Pur senza certezze ufficiali, sembra ormai sciolta la... riserva (leggi) per cui il ministro dell'Interno e leader leghista, Matteo Salvini, sarà a Pietrelcina, almeno a portata dei suoi supporter nel Sannio, di certo limitati nel loro adunarsi entusiasticamente per l'acclamazione di rito dal vuoto di una elezione amministrativa, oltre le Europee.
Il leghista andrà poi nel capoluogo irpino, dove si voterà anche per scegliere, alle 11 del mattino del 6 maggio, per sostenere l'ossimoro di una candidata ufficiale del sovranismo in salsa meridionale.

Il cronoprogramma precedente dovrebbe comprendere – con prevedibile stringatezza (si comincia alle 10) - solo il 'pellegrinaggio' sui luoghi d'origine di San Pio.

Si può ipotizzare che il vicepremier del Governo Conte vada ad abbeverarsi al pensiero del Frate Cappuccino («Sono divorato dall’amore di Dio e dall’amore del prossimo») - che certo osserva nel suo quotidiano agire -, peraltro spiritualmente sintonizzandosi con la comunità locale, sensibile come sempre quando pizzicata sulle corde della religiosità, e quindi ricavando un utile doppio. Si può anche ipotizzare l’agitazione di autorità e forze dell'ordine locali nel predisporre uno stringente piano di controlli: sarà una lunga vigilia tesa alla costruzione di un cordone sanitario con pochi, mirati accessi (la “zona nera”, perché, in questo caso, proprio “rossa” non può dirsi), e chissà se gli esponenti dei Cinquestelle che, tra gli altri, insorsero per la visita/show a Benevento del Matteo Renzi premier-segretario di partito stavolta ci saranno, in prima fila, coi megafoni e la piena, strumentale visibilità.

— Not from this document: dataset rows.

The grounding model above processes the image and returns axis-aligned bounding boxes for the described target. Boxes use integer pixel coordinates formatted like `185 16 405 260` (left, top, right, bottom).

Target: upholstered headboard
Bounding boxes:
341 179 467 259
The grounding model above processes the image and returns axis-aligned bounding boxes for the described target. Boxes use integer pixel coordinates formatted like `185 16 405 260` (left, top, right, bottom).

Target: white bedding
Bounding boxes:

Ma invero questa dovrebbe essere l'occasione adatta per favorire, isolando l'uomo, quel desiderio di (finto) raccoglimento che muove, sicuramente, un ministro della Repubblica così adorato: andrebbe lasciato al cospetto della sua sola coscienza e della richiamata “volontà di visitare i luoghi di Padre Pio a Pietrelcina ed incontrare i cittadini” che pone la propaganda in sintonia col sentimento religioso perché maturi la consapevolezza della caducità della sua dimensione e della irriducibilità di una Resistenza culturale che non sarà mai indulgente con un possibile fascismo riveduto nelle forme e corretto nelle modalità espressive. Passerà anche Salvini, e non solo per Pietrelcina. E l'ipertrofia mediatica non ne conserverà traccia.